NICE calls for more data, price transparency for Duchenne’s drug

A new treatment to treat the rare wasting disease Duchenne’s muscular dystrophy (DMD) has been rejected by NICE in preliminary guidance.

England’s health cost effectiveness watchdog says Translarna (ataluren) could help slow the progress of the disease, but has demanded more evidence of its effectiveness from pharma company PCT Therapeutics – as well as justification for its high cost.

DMD is a rare disease which kills most sufferers before the age of 30. There are currently no approved drugs which can halt it.

Translarna is licensed to treat a sub-group who have a mutation (known as a nonsense mutation) in the dystrophin gene. Around 8-13 boys are born with the condition each year in the UK.

The drug is the first ever drug approved to treat DMD, gaining European approval in August 2014. It has been available in several EU countries since last year, and Scotland has just approved its use in one boy via an individual funding request (IFR).

However, as with all new rare disease treatments, Translarna carries a high price: NICE estimates the drug would cost, based on the average patient, £220,256 per patient per year.

This price makes it considerably cheaper than the last rare disease drug given preliminary approval by NICE – BioMarin’s Vimizim, which costs £395,000 – but nevertheless it wants to see more evidence to support its use and reimbursement.

Professor Carole Longson, NICE Health Technology Evaluation Centre Director, said: “We are disappointed not to be able to recommend ataluren in this draft guidance.
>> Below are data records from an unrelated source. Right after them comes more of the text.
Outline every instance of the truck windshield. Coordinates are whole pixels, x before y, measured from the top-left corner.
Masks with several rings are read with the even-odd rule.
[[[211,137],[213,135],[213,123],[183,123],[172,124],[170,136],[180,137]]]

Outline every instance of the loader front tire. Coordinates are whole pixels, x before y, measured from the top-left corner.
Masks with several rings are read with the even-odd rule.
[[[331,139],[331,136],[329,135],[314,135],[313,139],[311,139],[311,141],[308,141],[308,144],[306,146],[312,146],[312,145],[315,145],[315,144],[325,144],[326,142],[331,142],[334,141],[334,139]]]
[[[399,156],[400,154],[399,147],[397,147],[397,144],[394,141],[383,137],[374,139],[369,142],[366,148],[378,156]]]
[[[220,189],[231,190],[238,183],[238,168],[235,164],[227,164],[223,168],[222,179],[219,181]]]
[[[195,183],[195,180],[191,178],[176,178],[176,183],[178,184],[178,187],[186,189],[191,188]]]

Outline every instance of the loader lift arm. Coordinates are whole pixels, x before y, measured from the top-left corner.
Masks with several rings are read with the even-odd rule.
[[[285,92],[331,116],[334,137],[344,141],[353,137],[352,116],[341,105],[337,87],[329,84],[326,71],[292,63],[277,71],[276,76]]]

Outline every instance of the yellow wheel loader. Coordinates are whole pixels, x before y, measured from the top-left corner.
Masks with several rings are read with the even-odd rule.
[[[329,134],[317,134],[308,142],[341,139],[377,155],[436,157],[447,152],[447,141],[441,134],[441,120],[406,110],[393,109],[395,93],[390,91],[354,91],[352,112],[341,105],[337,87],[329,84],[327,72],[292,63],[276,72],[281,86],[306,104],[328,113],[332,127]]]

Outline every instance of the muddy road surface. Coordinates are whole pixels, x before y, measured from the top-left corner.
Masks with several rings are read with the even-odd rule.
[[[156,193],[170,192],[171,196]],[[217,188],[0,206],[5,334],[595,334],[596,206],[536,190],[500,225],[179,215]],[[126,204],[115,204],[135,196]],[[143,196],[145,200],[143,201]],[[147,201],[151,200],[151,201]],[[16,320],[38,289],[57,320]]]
DMD is one of the most common and severe forms of muscular dystrophy. It reduces life expectancy and causes debilitating symptoms that severely affect the quality of life of people with the condition, and their families and carers.”
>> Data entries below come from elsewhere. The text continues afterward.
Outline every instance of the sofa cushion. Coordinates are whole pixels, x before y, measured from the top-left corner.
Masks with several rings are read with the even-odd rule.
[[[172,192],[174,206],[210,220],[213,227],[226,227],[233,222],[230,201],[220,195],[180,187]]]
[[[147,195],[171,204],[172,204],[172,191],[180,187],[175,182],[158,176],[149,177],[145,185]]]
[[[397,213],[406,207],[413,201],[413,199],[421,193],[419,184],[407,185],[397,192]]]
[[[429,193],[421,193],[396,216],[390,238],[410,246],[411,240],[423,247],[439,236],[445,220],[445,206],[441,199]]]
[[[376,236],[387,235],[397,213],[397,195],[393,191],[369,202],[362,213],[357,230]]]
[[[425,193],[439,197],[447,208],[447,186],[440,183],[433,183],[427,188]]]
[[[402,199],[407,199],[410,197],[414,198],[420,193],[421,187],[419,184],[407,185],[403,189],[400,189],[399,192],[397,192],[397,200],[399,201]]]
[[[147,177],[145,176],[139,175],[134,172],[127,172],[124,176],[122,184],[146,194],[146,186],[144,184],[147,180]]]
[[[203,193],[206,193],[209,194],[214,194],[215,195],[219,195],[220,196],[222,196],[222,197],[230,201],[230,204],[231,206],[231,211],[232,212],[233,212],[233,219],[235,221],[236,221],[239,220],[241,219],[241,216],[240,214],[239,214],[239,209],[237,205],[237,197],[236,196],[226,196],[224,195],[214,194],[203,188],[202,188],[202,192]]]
NICE said, after its consultations with expert clinicians and patients, its committee agreed that the drug represents an important development in treating the disease, and could potentially prolong the time before children have to use a wheelchair, compared with best supportive care.

This is particularly important for the children and their families, as it could help them to attend school and engage in normal daily activities for longer.
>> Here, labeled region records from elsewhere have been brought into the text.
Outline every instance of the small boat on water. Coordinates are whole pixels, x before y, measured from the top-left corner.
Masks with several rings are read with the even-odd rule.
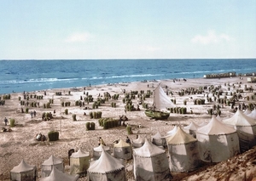
[[[167,119],[170,116],[167,108],[175,107],[174,104],[160,87],[160,84],[154,90],[153,107],[154,109],[147,109],[145,115],[156,120]]]

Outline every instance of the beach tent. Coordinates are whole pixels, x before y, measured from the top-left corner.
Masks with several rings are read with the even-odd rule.
[[[132,140],[132,146],[134,148],[139,148],[142,147],[144,144],[144,143],[145,138],[141,135],[138,135],[137,139]]]
[[[42,178],[40,181],[76,181],[79,175],[69,175],[61,172],[59,169],[53,167],[48,177]]]
[[[256,122],[237,110],[233,116],[223,122],[236,127],[239,137],[240,150],[244,152],[256,145]]]
[[[183,127],[183,130],[189,133],[192,134],[194,138],[196,138],[196,130],[199,127],[199,125],[196,124],[195,122],[191,122],[189,125]]]
[[[98,160],[92,161],[87,170],[89,181],[126,181],[122,161],[102,150]]]
[[[93,148],[93,159],[96,160],[101,156],[102,150],[106,150],[108,153],[111,154],[111,150],[108,146],[104,146],[103,144],[100,144],[99,146]]]
[[[10,171],[10,180],[15,181],[36,181],[38,176],[38,170],[36,166],[28,165],[24,160],[15,166]]]
[[[145,139],[144,144],[133,150],[135,180],[171,180],[168,159],[165,150]]]
[[[236,130],[218,121],[215,116],[208,124],[196,132],[201,159],[207,162],[219,162],[240,153]]]
[[[118,144],[113,144],[113,152],[115,158],[124,160],[130,160],[132,158],[131,146],[123,139],[120,139]]]
[[[248,114],[250,114],[252,111],[249,110],[249,109],[247,109],[244,112],[243,112],[243,114],[245,114],[245,115],[248,115]]]
[[[172,172],[189,172],[196,169],[201,159],[197,139],[185,133],[180,127],[177,132],[166,137],[169,164]]]
[[[256,109],[254,109],[250,114],[248,114],[247,116],[256,120]]]
[[[151,136],[151,142],[154,145],[165,148],[166,146],[166,140],[161,136],[161,134],[157,132],[154,135]]]
[[[63,159],[50,156],[49,159],[44,161],[41,165],[42,178],[48,177],[53,167],[56,167],[61,172],[64,173]]]
[[[70,156],[70,174],[86,173],[90,165],[90,153],[84,152],[80,149]]]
NICE stated that it wants to see results of a confirmatory study of ataluren, which are due shortly. It will review the data, along with further clarification of the size of benefit ataluren provides for patients, carers and family members – as well as “further justification” of the cost of the drug.

Charities working in the field have expressed their disappointment at the draft decision, but remain hopeful that a ‘yes’ can be arrived at in the final decision.

Action Duchenne chief executive Paul Lenihan said: “I am hugely disappointed that this draft guidance was unable to deliver the direction to fund Translarna, but I am heartened by the language and direction given within it. It is clear that with the NICE’s Health Technology Evaluation Centre Director stating her disappointment there was an appetite to grant such approval.”

Lenihan said he believes that the demands for confirmatory data and an explanation on pricing shows NICE wants to ultimately direct NHS England to fund the drug.

However he is realistic about the timings of the next steps, predicting PTC will need extra time to complete the analysis of its data and submit it to NICE, which would mean that NICE’s next planned meeting on 17 November would have to be postponed.

Robert Meadowcroft, Chief Executive of Muscular Dystrophy UK, said the news was a ‘bitter blow’ for everyone awaiting the news, and called on NICE and the pharma company to arrive at a solution as quickly as possible.

“PTC Therapeutics needs to work with NICE and NHS England to find an urgent solution to approving this breakthrough therapy. We will not give up on these boys who are eligible for Translarna – they must have access to this life-changing drug.”

The issue was thrown into the spotlight earlier this week when Prime Minister David Cameron discussed the case in the House of Commons. He said politicians should not have a say in the final decision on drug funding, but did call for more pressure on pharma companies to lower their prices.

PCT Therapeutics has not issued a statement in response to NICE’s draft guidance.